Official Website: www.zacharmon.com
Zac Harmon is an award-winning guitarist, organist, singer, and songwriter whose distinctive style combines the best of old-school soul-blues artist with modern lyrics and themes that bring the blues into a new century. Right Man, Right Now is contemporary music that proves just how alive and relevant the blues is today.
Harmon is one of the blues’ strongest live performers, thrilling fans everywhere from Memphis to Mumbai. With Right Man, Right Now he finally brings that excitement to a brand new CD, his bluesiest ever.
His next door neighbor was a music instructor who would host friends such as Cab Calloway, Duke Ellington, and Harry Belafonte in her home. Another neighbor, Bill Farris, a blues scholar who worked with noted folklorist Alan Lomax and founded the Center for the Study of Southern Culture at the University of Mississippi, recorded a number of Delta blues artists in his home, including Skip James.
Zac started his professional career at age sixteen, playing guitar with Sam Myers, a friend of his father’s. Two years later he was playing with Dorothy Moore, Z.Z. Hill and other well-known blues artists who were passing through on regional tours.
In the early eighties, at age 21, he moved to Los Angeles to take a real shot at the music business. He worked as a studio musician at first and eventually established a very successful career as a songwriter and producer. He worked on major films, television shows, and well-known national commercials, even being hired at one point by Michael Jackson as a staff writer for his publishing company. Harmon wrote songs for the likes of Evelyn “Champagne” King, Freddie Jackson, the Whispers, K-Ci & Jo Jo, and the O’Jays.

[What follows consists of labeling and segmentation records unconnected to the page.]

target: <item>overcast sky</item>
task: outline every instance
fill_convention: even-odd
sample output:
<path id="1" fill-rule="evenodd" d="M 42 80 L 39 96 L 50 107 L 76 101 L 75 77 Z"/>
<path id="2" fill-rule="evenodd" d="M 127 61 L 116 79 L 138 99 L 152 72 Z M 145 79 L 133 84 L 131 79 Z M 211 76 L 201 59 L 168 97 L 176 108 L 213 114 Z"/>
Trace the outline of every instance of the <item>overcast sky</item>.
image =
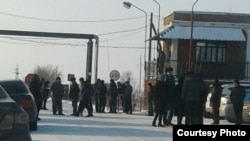
<path id="1" fill-rule="evenodd" d="M 152 12 L 154 24 L 158 25 L 157 3 L 128 1 L 147 13 L 148 25 Z M 162 27 L 165 16 L 177 10 L 190 11 L 195 0 L 157 2 L 161 6 Z M 111 70 L 121 74 L 132 71 L 138 82 L 140 64 L 142 80 L 144 74 L 145 13 L 135 7 L 126 9 L 122 3 L 123 0 L 0 0 L 0 29 L 98 35 L 98 78 L 109 81 Z M 249 0 L 199 0 L 195 10 L 250 13 L 249 5 Z M 0 79 L 15 78 L 17 65 L 21 79 L 36 66 L 46 65 L 57 66 L 65 81 L 69 73 L 85 77 L 87 41 L 0 35 Z"/>

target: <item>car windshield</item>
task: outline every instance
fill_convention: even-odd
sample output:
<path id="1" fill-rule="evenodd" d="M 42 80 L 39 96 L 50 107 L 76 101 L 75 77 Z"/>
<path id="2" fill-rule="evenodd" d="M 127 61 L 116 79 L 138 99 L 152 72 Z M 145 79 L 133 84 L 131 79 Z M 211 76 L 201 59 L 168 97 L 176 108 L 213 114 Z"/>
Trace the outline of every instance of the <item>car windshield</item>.
<path id="1" fill-rule="evenodd" d="M 21 81 L 5 81 L 0 84 L 9 95 L 28 93 L 26 86 Z"/>

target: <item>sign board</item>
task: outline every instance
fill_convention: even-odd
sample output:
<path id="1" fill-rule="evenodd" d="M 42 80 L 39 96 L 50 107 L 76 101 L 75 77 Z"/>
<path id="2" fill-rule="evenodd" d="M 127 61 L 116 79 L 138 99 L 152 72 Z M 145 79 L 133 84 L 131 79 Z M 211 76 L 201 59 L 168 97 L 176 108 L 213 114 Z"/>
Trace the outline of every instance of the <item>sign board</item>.
<path id="1" fill-rule="evenodd" d="M 120 73 L 117 70 L 112 70 L 109 74 L 110 79 L 113 79 L 114 81 L 118 80 L 120 78 Z"/>

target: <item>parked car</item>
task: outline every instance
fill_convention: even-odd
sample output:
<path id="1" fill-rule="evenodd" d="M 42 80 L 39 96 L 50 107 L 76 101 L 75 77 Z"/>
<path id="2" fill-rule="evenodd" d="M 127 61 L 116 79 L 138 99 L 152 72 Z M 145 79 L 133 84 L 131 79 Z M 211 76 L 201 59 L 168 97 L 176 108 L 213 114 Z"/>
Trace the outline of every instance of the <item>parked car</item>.
<path id="1" fill-rule="evenodd" d="M 31 141 L 29 116 L 0 86 L 0 140 Z"/>
<path id="2" fill-rule="evenodd" d="M 37 130 L 37 108 L 28 86 L 19 79 L 0 80 L 0 85 L 9 96 L 29 115 L 30 130 Z"/>
<path id="3" fill-rule="evenodd" d="M 246 89 L 250 88 L 250 84 L 240 84 L 244 86 Z M 219 114 L 221 118 L 225 118 L 225 107 L 228 102 L 229 95 L 231 94 L 231 88 L 233 87 L 233 84 L 223 84 L 222 85 L 222 94 L 221 94 L 221 103 L 220 103 L 220 108 L 219 108 Z M 207 95 L 207 102 L 205 105 L 205 112 L 204 116 L 209 118 L 212 116 L 212 107 L 210 106 L 210 98 L 211 98 L 211 92 L 208 93 Z"/>
<path id="4" fill-rule="evenodd" d="M 229 122 L 235 122 L 233 104 L 231 103 L 230 98 L 228 98 L 225 106 L 225 118 Z M 244 99 L 242 111 L 242 122 L 250 124 L 250 89 L 246 90 L 246 97 Z"/>

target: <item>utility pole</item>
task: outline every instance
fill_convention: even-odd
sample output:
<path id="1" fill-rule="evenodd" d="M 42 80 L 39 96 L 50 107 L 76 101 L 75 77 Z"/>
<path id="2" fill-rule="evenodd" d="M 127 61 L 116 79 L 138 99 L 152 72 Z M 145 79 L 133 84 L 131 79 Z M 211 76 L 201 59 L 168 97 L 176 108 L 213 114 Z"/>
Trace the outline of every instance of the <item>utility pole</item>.
<path id="1" fill-rule="evenodd" d="M 139 95 L 140 95 L 140 112 L 142 108 L 142 94 L 141 94 L 141 56 L 140 56 L 140 81 L 139 81 Z"/>
<path id="2" fill-rule="evenodd" d="M 15 74 L 16 74 L 16 79 L 19 79 L 19 68 L 18 68 L 18 64 L 16 65 L 16 68 L 15 68 Z"/>

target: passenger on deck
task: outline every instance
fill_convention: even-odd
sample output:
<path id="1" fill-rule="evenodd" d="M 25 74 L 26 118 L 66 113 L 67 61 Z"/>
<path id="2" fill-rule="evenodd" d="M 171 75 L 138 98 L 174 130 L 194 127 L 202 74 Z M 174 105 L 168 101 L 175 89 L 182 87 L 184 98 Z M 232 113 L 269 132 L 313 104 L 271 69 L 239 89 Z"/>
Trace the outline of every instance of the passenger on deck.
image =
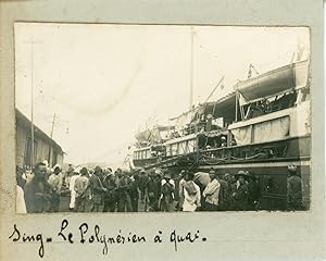
<path id="1" fill-rule="evenodd" d="M 289 177 L 287 181 L 287 201 L 288 210 L 302 210 L 302 192 L 303 192 L 303 183 L 301 177 L 298 175 L 297 166 L 289 165 L 288 172 Z"/>
<path id="2" fill-rule="evenodd" d="M 248 210 L 248 184 L 246 182 L 247 173 L 239 171 L 236 175 L 238 178 L 236 191 L 233 194 L 235 199 L 235 210 Z"/>

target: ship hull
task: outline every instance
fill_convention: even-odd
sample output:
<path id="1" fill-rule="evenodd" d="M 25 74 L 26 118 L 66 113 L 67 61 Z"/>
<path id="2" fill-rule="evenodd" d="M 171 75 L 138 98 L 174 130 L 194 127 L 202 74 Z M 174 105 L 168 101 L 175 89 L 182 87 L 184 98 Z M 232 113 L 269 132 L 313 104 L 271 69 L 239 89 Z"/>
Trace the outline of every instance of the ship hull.
<path id="1" fill-rule="evenodd" d="M 255 154 L 256 151 L 266 152 L 268 150 L 274 151 L 271 152 L 272 154 Z M 174 176 L 184 169 L 192 172 L 209 172 L 214 169 L 217 174 L 236 174 L 240 170 L 249 171 L 258 177 L 262 192 L 262 210 L 287 209 L 287 166 L 294 164 L 298 166 L 303 182 L 303 207 L 308 210 L 310 209 L 311 192 L 310 151 L 311 136 L 306 135 L 259 145 L 199 151 L 188 156 L 165 159 L 161 162 L 152 159 L 151 162 L 138 161 L 135 163 L 147 170 L 170 169 Z"/>

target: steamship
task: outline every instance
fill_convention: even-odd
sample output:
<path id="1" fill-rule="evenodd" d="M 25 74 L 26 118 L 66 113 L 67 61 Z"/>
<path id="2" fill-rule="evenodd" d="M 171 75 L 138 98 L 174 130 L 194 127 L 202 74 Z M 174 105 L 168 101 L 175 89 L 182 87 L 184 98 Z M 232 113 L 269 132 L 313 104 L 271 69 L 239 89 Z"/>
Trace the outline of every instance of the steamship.
<path id="1" fill-rule="evenodd" d="M 133 167 L 253 173 L 262 208 L 286 209 L 287 166 L 294 164 L 310 206 L 310 60 L 239 80 L 233 91 L 137 135 Z M 179 127 L 181 126 L 181 127 Z"/>

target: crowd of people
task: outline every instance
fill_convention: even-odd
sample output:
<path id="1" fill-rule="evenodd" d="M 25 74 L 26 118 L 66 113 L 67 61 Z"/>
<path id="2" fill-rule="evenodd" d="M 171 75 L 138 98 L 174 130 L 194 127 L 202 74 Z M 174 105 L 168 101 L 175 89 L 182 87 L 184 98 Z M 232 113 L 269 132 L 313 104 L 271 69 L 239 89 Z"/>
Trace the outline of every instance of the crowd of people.
<path id="1" fill-rule="evenodd" d="M 288 167 L 288 206 L 302 208 L 302 181 L 297 167 Z M 37 163 L 33 171 L 17 172 L 17 212 L 59 212 L 63 196 L 75 212 L 172 212 L 259 210 L 262 192 L 259 179 L 247 171 L 235 175 L 192 173 L 183 170 L 127 171 L 111 167 L 59 165 L 49 169 Z M 139 204 L 142 208 L 139 208 Z"/>

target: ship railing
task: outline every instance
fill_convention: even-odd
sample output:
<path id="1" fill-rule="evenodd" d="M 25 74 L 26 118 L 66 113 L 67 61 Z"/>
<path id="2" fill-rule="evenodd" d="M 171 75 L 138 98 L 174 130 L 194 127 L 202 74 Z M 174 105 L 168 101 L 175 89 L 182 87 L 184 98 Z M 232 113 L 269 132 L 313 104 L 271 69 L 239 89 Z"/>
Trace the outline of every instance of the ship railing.
<path id="1" fill-rule="evenodd" d="M 310 135 L 305 135 L 301 138 L 308 138 Z M 273 159 L 293 159 L 309 156 L 300 154 L 302 148 L 297 144 L 293 146 L 298 137 L 288 137 L 284 139 L 250 144 L 241 146 L 220 147 L 211 149 L 202 149 L 197 152 L 197 160 L 205 163 L 218 163 L 218 162 L 233 162 L 233 161 L 251 161 L 251 160 L 273 160 Z M 289 146 L 291 149 L 296 149 L 297 152 L 289 153 Z M 296 148 L 297 146 L 297 148 Z M 305 148 L 309 150 L 308 148 Z"/>

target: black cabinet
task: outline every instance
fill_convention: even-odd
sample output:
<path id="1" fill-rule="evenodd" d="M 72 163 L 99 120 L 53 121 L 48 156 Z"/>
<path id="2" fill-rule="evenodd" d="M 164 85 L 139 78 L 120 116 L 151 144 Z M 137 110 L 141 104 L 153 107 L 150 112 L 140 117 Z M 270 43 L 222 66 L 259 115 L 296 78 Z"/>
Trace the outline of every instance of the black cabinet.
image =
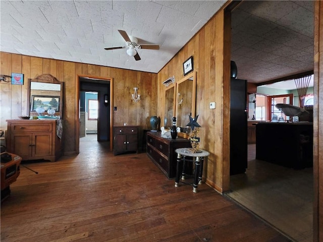
<path id="1" fill-rule="evenodd" d="M 231 78 L 230 85 L 230 174 L 247 167 L 247 80 Z"/>
<path id="2" fill-rule="evenodd" d="M 138 152 L 139 126 L 114 126 L 114 154 Z"/>

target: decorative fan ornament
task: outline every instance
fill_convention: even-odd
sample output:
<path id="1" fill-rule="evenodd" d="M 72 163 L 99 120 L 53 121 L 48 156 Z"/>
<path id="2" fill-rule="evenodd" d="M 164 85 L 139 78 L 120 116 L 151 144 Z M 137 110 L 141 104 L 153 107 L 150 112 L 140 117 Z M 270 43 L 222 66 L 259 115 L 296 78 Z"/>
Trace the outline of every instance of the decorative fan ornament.
<path id="1" fill-rule="evenodd" d="M 129 36 L 124 30 L 118 29 L 118 31 L 126 41 L 126 46 L 107 47 L 104 48 L 105 50 L 110 50 L 111 49 L 128 48 L 127 54 L 129 56 L 133 56 L 136 60 L 140 60 L 141 59 L 136 50 L 136 48 L 159 49 L 159 46 L 158 44 L 138 44 L 137 38 L 133 36 Z"/>

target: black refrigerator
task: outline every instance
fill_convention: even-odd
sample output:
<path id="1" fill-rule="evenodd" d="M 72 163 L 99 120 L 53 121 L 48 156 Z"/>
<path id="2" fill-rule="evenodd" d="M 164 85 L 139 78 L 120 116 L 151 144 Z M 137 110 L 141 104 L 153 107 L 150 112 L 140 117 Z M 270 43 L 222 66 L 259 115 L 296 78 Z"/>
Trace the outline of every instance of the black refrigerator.
<path id="1" fill-rule="evenodd" d="M 231 79 L 230 175 L 247 167 L 247 80 Z"/>

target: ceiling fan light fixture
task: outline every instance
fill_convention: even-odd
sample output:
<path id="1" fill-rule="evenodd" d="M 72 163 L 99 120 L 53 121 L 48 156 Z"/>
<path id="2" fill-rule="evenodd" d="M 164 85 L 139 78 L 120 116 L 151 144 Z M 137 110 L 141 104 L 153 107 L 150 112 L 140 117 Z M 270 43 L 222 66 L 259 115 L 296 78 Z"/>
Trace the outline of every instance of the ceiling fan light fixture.
<path id="1" fill-rule="evenodd" d="M 127 53 L 130 56 L 134 56 L 137 54 L 137 51 L 132 45 L 130 45 L 129 49 L 127 50 Z"/>

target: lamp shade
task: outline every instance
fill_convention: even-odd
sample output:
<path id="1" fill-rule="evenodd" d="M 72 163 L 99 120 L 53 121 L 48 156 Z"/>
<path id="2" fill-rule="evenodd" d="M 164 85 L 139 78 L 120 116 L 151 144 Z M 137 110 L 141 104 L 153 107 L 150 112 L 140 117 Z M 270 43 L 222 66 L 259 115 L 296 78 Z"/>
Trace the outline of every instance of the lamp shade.
<path id="1" fill-rule="evenodd" d="M 129 48 L 127 50 L 127 53 L 130 56 L 134 56 L 137 54 L 137 51 L 132 45 L 130 45 Z"/>

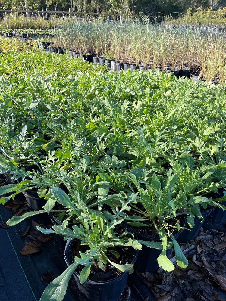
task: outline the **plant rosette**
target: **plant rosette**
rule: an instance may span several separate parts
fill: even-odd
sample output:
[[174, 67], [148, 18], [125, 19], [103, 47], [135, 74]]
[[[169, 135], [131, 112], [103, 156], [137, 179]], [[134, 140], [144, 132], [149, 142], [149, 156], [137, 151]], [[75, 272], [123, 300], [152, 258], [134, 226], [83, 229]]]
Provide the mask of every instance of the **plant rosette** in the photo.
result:
[[[59, 199], [66, 198], [68, 196], [59, 188], [55, 189], [55, 194]], [[63, 235], [65, 237], [64, 240], [69, 237], [71, 239], [76, 239], [80, 242], [81, 245], [84, 246], [85, 250], [84, 253], [83, 250], [83, 252], [80, 251], [79, 256], [75, 256], [74, 262], [65, 272], [49, 284], [44, 290], [40, 301], [50, 300], [53, 296], [57, 301], [63, 300], [69, 280], [75, 270], [80, 272], [79, 278], [81, 284], [85, 282], [89, 277], [92, 277], [93, 273], [91, 272], [95, 272], [95, 268], [96, 272], [101, 275], [106, 270], [107, 272], [111, 273], [113, 271], [111, 270], [113, 269], [116, 278], [120, 275], [121, 272], [131, 271], [133, 264], [129, 263], [126, 261], [126, 259], [123, 259], [124, 261], [126, 261], [125, 264], [120, 264], [119, 259], [122, 256], [120, 255], [118, 251], [121, 252], [123, 248], [127, 248], [128, 250], [131, 248], [141, 250], [143, 244], [150, 248], [162, 248], [160, 243], [136, 240], [132, 234], [118, 230], [118, 225], [124, 220], [125, 212], [130, 209], [128, 205], [131, 200], [122, 202], [120, 210], [113, 209], [113, 214], [111, 214], [107, 211], [102, 212], [90, 210], [78, 195], [77, 206], [81, 214], [78, 217], [81, 222], [79, 227], [77, 225], [73, 226], [73, 230], [67, 227], [63, 228], [59, 225], [53, 226], [53, 230], [37, 227], [46, 234], [55, 233]], [[128, 255], [126, 256], [126, 258], [127, 257], [128, 260]], [[133, 260], [133, 258], [130, 261]], [[109, 265], [110, 267], [113, 267], [109, 268]]]

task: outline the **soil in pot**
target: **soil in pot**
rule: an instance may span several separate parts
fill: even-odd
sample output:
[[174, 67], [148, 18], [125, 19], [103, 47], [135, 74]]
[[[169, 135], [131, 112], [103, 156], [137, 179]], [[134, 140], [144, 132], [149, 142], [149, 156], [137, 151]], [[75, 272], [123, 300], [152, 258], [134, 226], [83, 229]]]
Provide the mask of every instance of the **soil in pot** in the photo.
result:
[[103, 66], [104, 65], [105, 63], [105, 59], [104, 57], [100, 57], [99, 58], [99, 63], [100, 65], [102, 65]]
[[42, 42], [42, 46], [43, 49], [48, 49], [50, 43], [49, 42]]
[[146, 70], [145, 67], [143, 66], [139, 66], [139, 70]]
[[13, 175], [10, 175], [8, 172], [6, 172], [2, 174], [1, 175], [1, 177], [4, 180], [6, 184], [15, 184], [16, 182], [12, 178], [12, 177], [13, 176]]
[[93, 63], [94, 64], [97, 64], [98, 63], [99, 59], [98, 57], [93, 56]]
[[116, 63], [115, 60], [111, 60], [111, 70], [113, 71], [116, 71]]
[[126, 71], [128, 70], [130, 67], [129, 64], [127, 63], [123, 63], [123, 70]]
[[116, 71], [119, 72], [122, 69], [123, 67], [123, 64], [121, 62], [116, 62]]
[[106, 65], [108, 67], [108, 69], [111, 69], [111, 61], [110, 60], [107, 60], [106, 59], [105, 59], [104, 62], [105, 64], [105, 65]]
[[173, 71], [171, 70], [170, 68], [169, 67], [168, 67], [166, 68], [166, 71], [167, 72], [168, 72], [168, 73], [172, 73], [173, 75], [175, 75], [175, 76], [180, 76], [180, 70], [175, 70], [174, 71]]
[[[71, 241], [70, 238], [67, 242], [64, 259], [68, 266], [73, 262], [74, 255], [78, 254], [79, 250], [82, 252], [85, 250], [81, 250], [80, 245], [80, 242], [75, 240]], [[82, 247], [84, 248], [85, 246]], [[116, 263], [119, 264], [134, 263], [138, 253], [137, 250], [134, 250], [131, 247], [125, 248], [123, 246], [115, 249], [120, 255], [118, 259], [114, 257]], [[113, 259], [110, 253], [108, 256], [111, 259]], [[123, 273], [110, 264], [106, 265], [105, 268], [103, 271], [97, 265], [92, 265], [88, 279], [81, 284], [79, 277], [82, 266], [78, 267], [73, 276], [77, 288], [76, 293], [79, 299], [83, 301], [118, 301], [126, 285], [128, 273]]]
[[198, 236], [201, 227], [205, 222], [206, 218], [212, 213], [215, 208], [215, 207], [209, 206], [207, 207], [206, 210], [201, 210], [201, 214], [203, 218], [203, 222], [201, 222], [202, 220], [196, 216], [194, 221], [195, 225], [192, 228], [190, 228], [186, 223], [185, 228], [187, 229], [184, 230], [181, 235], [180, 234], [177, 240], [178, 241], [184, 242], [193, 240]]
[[[222, 197], [224, 195], [226, 195], [226, 187], [220, 187], [218, 188], [217, 190], [218, 192], [215, 194], [216, 198]], [[226, 201], [221, 202], [221, 204], [226, 206]], [[226, 220], [226, 210], [223, 211], [221, 208], [216, 207], [212, 215], [213, 218], [213, 221], [214, 222], [221, 222]]]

He also produced songs for reggae band Black Uhuru‘s Mystical Truth album, which received a Grammy nomination in 1994.
After composing and performing some blues songs for a movie score, Harmon felt compelled to pursue his longtime dream of returning to his roots and recording his first blues project. The result was 2003’s Live at Babe & Ricky’s Inn, an electrifying testimony to Mississippi blues, which showcased the sound at its best and introduced Harmon as a true torchbearer for the “next generation of the Blues.” In 2004, Harmon and his band, the Mid South Blues Revue, sponsored by the Southern California Blues Society, traveled to Memphis and won the Blues Foundation’s prestigious International Blues Challenge title of “Best Unsigned Band.”
His next release, in 2005, was The Blues According To Zacariah, which garnered major national airplay, including XM, Sirius and the American Blues Network. XM listeners voted Harmon “Best New Blues Artist” in the inaugural XM Nation Awards in 2005. In 2006, Harmon won the coveted Blues Music Award for “Best New Artist Debut” for The Blues According to Zacariah. Later that year, he was featured in Blues Revue magazine as one of the 10 artists that “represent the future of the blues,” calling him a “latter-day Eric Clapton or Robert Cray with shades of Luther Allison and BB King.”
Addressing issues straight from today’s headlines, Zac presents them in a fresh original style built on the best blues tradition. And he has some incredibly talented musicians helping him – guests include Bobby Rush, Lucky Peterson, Anson Funderburgh and Mike Finnegan.
The Album provides definitive proof that Zac Harmon is indeed the right man to firmly establish all that blues can and should be right now in the second decade of the new millennium.